Dask read_sql to Microsoft SQL Server with Microsoft Entra authentication

I have a working call to a MS SQL Server using pyodbc + pandas. I was looking to speed it up with dask-sql, but I don’t manage to find an equivalent that works. My organization requires us to use Microsoft Entra MFA for identification, which might be an issue.

This is the pyodbc + pandas call:

import pyodbc
import pandas as pd

server = "tcp:sql-our-database-swec.database.windows.net"
database = "sqldb-OurDatabase-prod"
driver = "{ODBC Driver 18 for SQL Server}" 
un = "{my@email.com}"
authentication = "ActiveDirectoryInteractive"

s = f"Driver={driver};Server={server};Port=1433;Database={database};Uid={un};Encrypt=yes;TrustServerCertificate=no;Connection Timeout=30;Authentication={authentication}"
cnxn = pyodbc.connect(s)        
cursor = cnxn.cursor()
query = f"select table_name from [{database}].INFORMATION_SCHEMA.TABLES where TABLE_TYPE = 'BASE TABLE'"
table_df = pd.read_sql(query, cnxn)

This is my dask-sql call:

import dask.dataframe as ddf

server = "tcp:sql-our-database-swec.database.windows.net"
database = "sqldb-OurDatabase-prod"
driver_plus = "ODBC+Driver+18+for+SQL+Server"
un = "{my@email.com}"
authentication = "ActiveDirectoryInteractive"

ssa = f"mssql+pyodbc://{server}/{database}?driver={driver_plus}&Authentication={authentication}?Trusted_Connection=yes"
query = f"select table_name from [{database}].INFORMATION_SCHEMA.TABLES where TABLE_TYPE = 'BASE TABLE'"
df = ddf.read_sql_query(sql=query, con=ssa, if_exists='replace', index_col="name")

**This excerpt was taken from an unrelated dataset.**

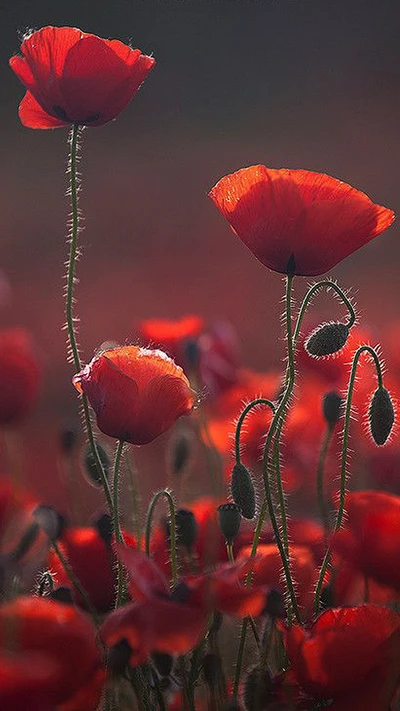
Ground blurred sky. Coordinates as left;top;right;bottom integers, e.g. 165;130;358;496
0;0;400;506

I get the following error but I have the feeling that I need to change more in order to make it work:

df = ddf.read_sql_query(sql=query, con=ssa, if_exists=‘replace’, index_col=“name”)

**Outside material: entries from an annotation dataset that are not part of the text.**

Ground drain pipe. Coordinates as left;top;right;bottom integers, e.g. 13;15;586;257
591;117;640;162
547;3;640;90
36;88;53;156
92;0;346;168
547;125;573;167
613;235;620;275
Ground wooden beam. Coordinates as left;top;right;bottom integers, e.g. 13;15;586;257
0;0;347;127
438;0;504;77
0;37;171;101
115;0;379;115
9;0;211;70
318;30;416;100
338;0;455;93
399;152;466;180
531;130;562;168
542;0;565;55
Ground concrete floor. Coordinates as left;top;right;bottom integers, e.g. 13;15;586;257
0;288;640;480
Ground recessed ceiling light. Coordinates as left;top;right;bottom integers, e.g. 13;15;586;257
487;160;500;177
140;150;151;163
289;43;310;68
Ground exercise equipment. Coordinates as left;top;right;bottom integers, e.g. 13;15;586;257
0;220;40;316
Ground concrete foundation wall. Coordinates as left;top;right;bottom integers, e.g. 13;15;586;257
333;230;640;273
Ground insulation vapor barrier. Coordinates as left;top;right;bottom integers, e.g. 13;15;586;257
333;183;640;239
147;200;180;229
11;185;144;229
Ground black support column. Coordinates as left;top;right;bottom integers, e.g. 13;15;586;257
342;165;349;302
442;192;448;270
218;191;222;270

File C:\Program Files\Miniconda3\envs\rot_env\lib\site-packages\dask\dataframe\io\sql.py:109 in read_sql_query
engine = sa.create_engine(con, **engine_kwargs)

File :2 in create_engine

File C:\Program Files\Miniconda3\envs\rot_env\lib\site-packages\sqlalchemy\util\deprecations.py:281 in warned
return fn(*args, **kwargs) # type: ignore[no-any-return]

File C:\Program Files\Miniconda3\envs\rot_env\lib\site-packages\sqlalchemy\engine\create.py:546 in create_engine
u = _url.make_url(url)

File C:\Program Files\Miniconda3\envs\rot_env\lib\site-packages\sqlalchemy\engine\url.py:842 in make_url
return _parse_url(name_or_url)

File C:\Program Files\Miniconda3\envs\rot_env\lib\site-packages\sqlalchemy\engine\url.py:903 in _parse_url
components[“port”] = int(components[“port”])

ValueError: invalid literal for int() with base 10: ‘sql-sf-forestcore-swec.database.windows.net

Looks like SQLAlchemy does not like the tcp:.

What happens if you remove it?

I’m not sure if there is an easy way to convert pyodbc settings to sql alchemy URI.